5. Battery charger. There are many chargers available at reasonable prices that enable NiCad and NiMH batteries to be re-charged in the field at a fast rate (about 45 minutes per charge) taking power from a car battery. It is vital to repeat this warning -- do not attempt to use this type of charger to charge LiPo or LiIon batteries.

6. The aircraft. If you use a brushless motor with LiPo batteries, the world is your oyster so far as choice of aircraft is concerned. At the other end of the scale are models, often made entirely of foam, sold by toy shops, with motors and radio thrown in. If you want something you can call your own, to fly around partially under your control but mainly relying on its own inherant stability, then one of these might suit, and hopefully induce you to learn to fly a real radio contolled aircraft which requires you to pilot it. The middle of the road approach, most common at the present, is to start with an aircraft designed for Speed 400 or 600 motor(s) using 7- or 8-cell batteries. If you buy a ‘full house’ model (with aileron, elevator, rudder, and motor controls) you will eventually be rewarded for a slightly more complex learning period by being able to manoevre in and out of smaller fields in more-adverse weather conditions than with a ‘three-channel’ model (either motor, rudder and elevator or motor, ailerons and elevator), thus gaining more opportunities to fly. If you do go for ‘three channel’, it is better to go for motor, ailerons and elevator rather than motor, rudder and elevator.

7. The transmitter. One disadvantage of some of the cheaper ‘two-channel’ packages is that they sometimes come with various permutations of two or occasionally three "channel" controls consisting of knobs, switches and sticks which are unique to one particular model. If you are going to progress beyond your basic trainer you must have a transmitter with two sticks which are each capable of moving left-right and forward-backwards. The transmitter should be configured as "mode 2" (the left stick’s forward-backward movement, for motor control, will be on a ratchet so that it will stay in any position you put it, whereas its left-right movement, for rudder control, and both the movements of the right stick, for aileron and elevator control will be spring-loaded self-centering) because that’s what most of the club flyers who are going to assist you will be used to. The transmitter should normally be on a channel in the 35Mhz band, though 27Mhz or 459Mhz bands are acceptable but are shared by other types of models and are thus less secure.

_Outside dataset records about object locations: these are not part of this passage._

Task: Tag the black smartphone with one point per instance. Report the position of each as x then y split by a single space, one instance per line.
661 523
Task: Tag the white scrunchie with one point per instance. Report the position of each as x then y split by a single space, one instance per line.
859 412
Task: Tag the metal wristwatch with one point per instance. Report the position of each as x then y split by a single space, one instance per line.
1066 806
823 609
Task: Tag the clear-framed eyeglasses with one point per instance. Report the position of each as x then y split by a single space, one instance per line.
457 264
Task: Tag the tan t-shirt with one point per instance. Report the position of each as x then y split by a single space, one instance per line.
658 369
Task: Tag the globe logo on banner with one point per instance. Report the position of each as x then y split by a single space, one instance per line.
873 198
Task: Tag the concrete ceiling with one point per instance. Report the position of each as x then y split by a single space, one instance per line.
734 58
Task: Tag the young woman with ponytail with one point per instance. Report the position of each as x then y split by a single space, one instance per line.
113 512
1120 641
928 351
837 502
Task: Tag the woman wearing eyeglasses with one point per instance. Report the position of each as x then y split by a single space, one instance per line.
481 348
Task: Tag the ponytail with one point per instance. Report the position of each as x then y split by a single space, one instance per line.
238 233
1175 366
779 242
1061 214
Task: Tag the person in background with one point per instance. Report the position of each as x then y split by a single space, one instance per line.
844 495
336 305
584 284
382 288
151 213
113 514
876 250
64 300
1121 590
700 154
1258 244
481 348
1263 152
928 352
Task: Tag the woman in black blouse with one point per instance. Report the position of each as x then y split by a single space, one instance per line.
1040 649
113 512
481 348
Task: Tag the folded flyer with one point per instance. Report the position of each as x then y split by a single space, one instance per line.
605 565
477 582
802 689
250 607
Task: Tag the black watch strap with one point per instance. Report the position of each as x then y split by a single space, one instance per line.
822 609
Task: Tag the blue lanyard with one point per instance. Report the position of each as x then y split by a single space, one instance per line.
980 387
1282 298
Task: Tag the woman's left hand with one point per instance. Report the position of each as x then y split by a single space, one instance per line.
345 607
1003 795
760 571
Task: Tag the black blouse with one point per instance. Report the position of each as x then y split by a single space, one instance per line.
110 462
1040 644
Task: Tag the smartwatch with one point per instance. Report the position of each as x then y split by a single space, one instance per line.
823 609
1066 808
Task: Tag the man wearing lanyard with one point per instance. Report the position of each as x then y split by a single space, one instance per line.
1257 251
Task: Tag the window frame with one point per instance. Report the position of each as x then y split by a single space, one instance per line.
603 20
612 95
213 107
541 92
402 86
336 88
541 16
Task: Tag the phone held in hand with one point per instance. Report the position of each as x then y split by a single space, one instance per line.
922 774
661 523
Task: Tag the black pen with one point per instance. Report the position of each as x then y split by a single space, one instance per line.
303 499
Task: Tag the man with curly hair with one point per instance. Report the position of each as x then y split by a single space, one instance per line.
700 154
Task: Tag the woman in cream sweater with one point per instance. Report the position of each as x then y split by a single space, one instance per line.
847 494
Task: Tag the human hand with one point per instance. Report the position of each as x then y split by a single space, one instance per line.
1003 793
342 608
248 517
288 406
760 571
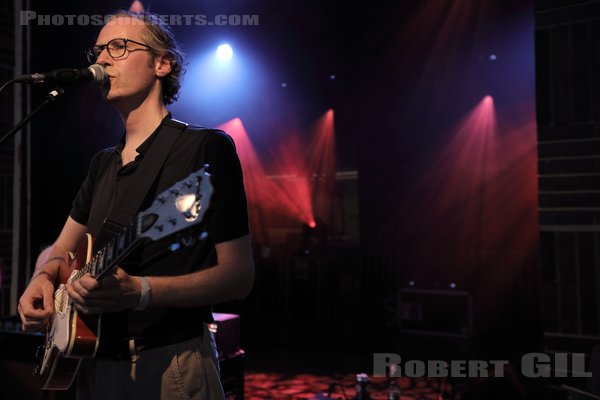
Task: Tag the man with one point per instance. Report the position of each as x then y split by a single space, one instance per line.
154 342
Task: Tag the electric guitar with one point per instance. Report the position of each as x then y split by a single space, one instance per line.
71 337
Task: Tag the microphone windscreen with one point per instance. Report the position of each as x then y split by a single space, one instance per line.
99 74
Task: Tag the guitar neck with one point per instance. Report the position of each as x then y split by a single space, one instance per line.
113 252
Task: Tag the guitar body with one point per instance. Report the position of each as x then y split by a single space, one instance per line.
70 336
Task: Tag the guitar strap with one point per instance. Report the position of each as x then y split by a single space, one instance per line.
133 196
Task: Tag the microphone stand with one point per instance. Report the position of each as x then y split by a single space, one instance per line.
50 97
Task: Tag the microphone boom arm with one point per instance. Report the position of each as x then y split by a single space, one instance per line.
50 97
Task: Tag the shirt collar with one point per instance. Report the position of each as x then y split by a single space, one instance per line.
142 148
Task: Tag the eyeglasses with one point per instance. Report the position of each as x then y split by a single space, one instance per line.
116 48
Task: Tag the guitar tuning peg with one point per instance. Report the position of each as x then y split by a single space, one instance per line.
186 240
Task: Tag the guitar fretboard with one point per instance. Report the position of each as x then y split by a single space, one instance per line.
112 252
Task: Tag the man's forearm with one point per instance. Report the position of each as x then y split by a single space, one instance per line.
49 261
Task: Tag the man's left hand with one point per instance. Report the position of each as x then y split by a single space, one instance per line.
116 292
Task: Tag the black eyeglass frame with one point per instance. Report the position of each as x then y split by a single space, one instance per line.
94 52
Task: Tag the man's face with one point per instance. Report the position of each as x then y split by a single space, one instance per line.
131 76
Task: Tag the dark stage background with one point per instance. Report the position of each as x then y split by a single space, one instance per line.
431 242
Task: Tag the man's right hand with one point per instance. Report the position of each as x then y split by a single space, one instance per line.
36 305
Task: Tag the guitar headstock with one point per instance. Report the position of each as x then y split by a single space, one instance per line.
177 208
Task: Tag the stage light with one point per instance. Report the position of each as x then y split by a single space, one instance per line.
224 52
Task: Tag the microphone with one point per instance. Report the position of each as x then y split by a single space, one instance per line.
95 73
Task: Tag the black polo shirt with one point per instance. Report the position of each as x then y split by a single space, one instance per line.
103 188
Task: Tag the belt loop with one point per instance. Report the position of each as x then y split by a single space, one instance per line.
133 351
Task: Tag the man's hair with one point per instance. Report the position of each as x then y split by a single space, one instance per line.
161 40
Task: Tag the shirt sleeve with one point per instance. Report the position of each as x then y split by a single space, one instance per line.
228 217
80 210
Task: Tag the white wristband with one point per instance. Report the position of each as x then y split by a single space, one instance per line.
145 294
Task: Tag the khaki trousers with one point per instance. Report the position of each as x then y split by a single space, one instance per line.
186 371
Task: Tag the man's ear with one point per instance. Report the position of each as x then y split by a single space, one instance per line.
162 65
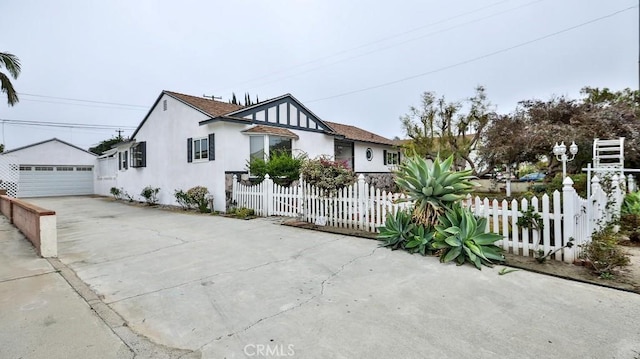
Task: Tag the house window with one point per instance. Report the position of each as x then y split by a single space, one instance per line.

Despite all the advances, and the ability of brushless motors with LiPo batteries to perform as well as i.c. engines, at the time of writing the i.c. engine still wins in the power-per-£ stakes. But if you’re looking for clean and quiet flying, with the ability to just plug-in and fly, then electric flight is for you. And if electric aircraft are a bit more demanding at the moment because of the heavy motors and batteries they have to lug around, then things are going to improve rapidly with the advent of cheaper high-powered brushless motors and less expensive high-capacity LiPo (or whatever new development) batteries with their specialised chargers. So, go to a club field and talk to experienced electric model flyers before parting with your hard earned cash. Then remember that if you take care, stay alert, and follow the rules and instructions, a thouroughly safe, fascinating and rewarding hobby can be yours to enjoy.